Oradour-sur-Glane: When The Nazis' Guns Fell Silent, This Is What Was Left (Photo Essay)
Ruins of Catholic Church in Oradour-sur-Glane
"Down this road, on a summer day in 1944 . . . The soldiers came. Nobody lives here now. They stayed only a few hours. When they had gone, the community which had lived for a thousand years . . . was dead. This is Oradour-sur-Glane, in France. The day the soldiers came, the people were gathered together. The men were taken to garages and barns, the women and children were led down this road . . . and they were driven . . . into this church. Here, they heard the firing as their men were shot. Then . . . they were killed too. A few weeks later, many of those who had done the killing were themselves dead, in battle. They never rebuilt Oradour. Its ruins are a memorial. Its martyrdom stands for thousands upon thousands of other martyrdoms in Poland, in Russia, in Burma, in China, in a World at War . . ."
- Sir Laurence Olivier
The Catholic Church at Oradour-sur-Glane...BEFORE THE MASSACRE.
On 10 June 1944, four days after D-Day, the Der Führer Regiment of the 2nd SS-Panzer Division Das Reich quartered in south-eastern France, is getting ready to leave for Normandy to fight the Allied landing. On orders of Sturmbannführer Adolf Diekmann, the 4th SS Panzer Grenadier Regiment marched into a small village in the Limousin region of France and slaughtered all of its 642 inhabitants, including women and children.
A typical repast on the bank of a typical river in the oh-so-typical Oradour-sur-Glane...BEFORE THE MASSACRE.
A typical day on a typical street in the typical French village of Oradour-sur-Glane...BEFORE THE MASSACRE.
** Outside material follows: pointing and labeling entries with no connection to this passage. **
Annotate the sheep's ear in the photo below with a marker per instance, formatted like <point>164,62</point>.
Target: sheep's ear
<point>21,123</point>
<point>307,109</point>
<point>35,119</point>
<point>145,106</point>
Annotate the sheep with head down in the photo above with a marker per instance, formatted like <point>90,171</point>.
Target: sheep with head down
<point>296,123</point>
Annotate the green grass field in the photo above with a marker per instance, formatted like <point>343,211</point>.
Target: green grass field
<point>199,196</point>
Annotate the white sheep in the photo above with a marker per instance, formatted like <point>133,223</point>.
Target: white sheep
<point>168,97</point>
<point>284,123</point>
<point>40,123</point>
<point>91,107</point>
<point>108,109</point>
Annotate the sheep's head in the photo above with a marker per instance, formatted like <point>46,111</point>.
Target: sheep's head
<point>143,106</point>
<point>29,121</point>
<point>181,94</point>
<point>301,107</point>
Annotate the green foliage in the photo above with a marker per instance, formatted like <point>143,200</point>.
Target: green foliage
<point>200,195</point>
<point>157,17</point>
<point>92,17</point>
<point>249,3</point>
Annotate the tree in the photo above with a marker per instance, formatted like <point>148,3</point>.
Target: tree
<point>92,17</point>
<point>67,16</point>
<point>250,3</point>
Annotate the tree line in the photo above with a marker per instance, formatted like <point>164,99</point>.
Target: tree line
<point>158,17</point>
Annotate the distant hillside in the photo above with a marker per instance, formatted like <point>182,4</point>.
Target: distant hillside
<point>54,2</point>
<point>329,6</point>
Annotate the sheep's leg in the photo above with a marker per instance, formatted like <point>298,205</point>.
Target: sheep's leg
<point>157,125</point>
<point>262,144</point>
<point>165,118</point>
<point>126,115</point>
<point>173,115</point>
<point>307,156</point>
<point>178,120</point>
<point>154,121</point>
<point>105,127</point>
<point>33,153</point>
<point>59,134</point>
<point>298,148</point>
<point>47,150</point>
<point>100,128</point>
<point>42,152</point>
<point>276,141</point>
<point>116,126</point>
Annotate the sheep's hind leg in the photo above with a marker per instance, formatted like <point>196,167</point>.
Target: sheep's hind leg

All the women and children were locked in the church while the village was looted. Meanwhile, the men were led to six barns and sheds where machine guns were already in place.
According to the account of a survivor, the soldiers began shooting at them, aiming for their legs so that they would die more slowly. Once the victims were no longer able to move, the soldiers covered their bodies with fuel and set the barns on fire.
Grange Laudy - 60 men died, 5 escaped
Remants of the Grange Bouchoule, the most isolated of the killing sites in Oradour.
Le Grange Milford: Opposite the Milord hotel and is the closest of the execution sites to the church. The inscription on the plaque reads,"Here at this place of torment a group of men were massacred and burnt by Nazis. Collect your thoughts."
Atelier Beaulieu -The site of 25 executions
The photo above shows two of the survivors searching for the remains of their loved ones in the Beaulieu garage and smithy, one of six locations where the men of the village were shot and their bodies burned.
Only six men escaped; one of them was later seen walking down a road heading for the cemetery and was shot dead. In all, 190 men perished.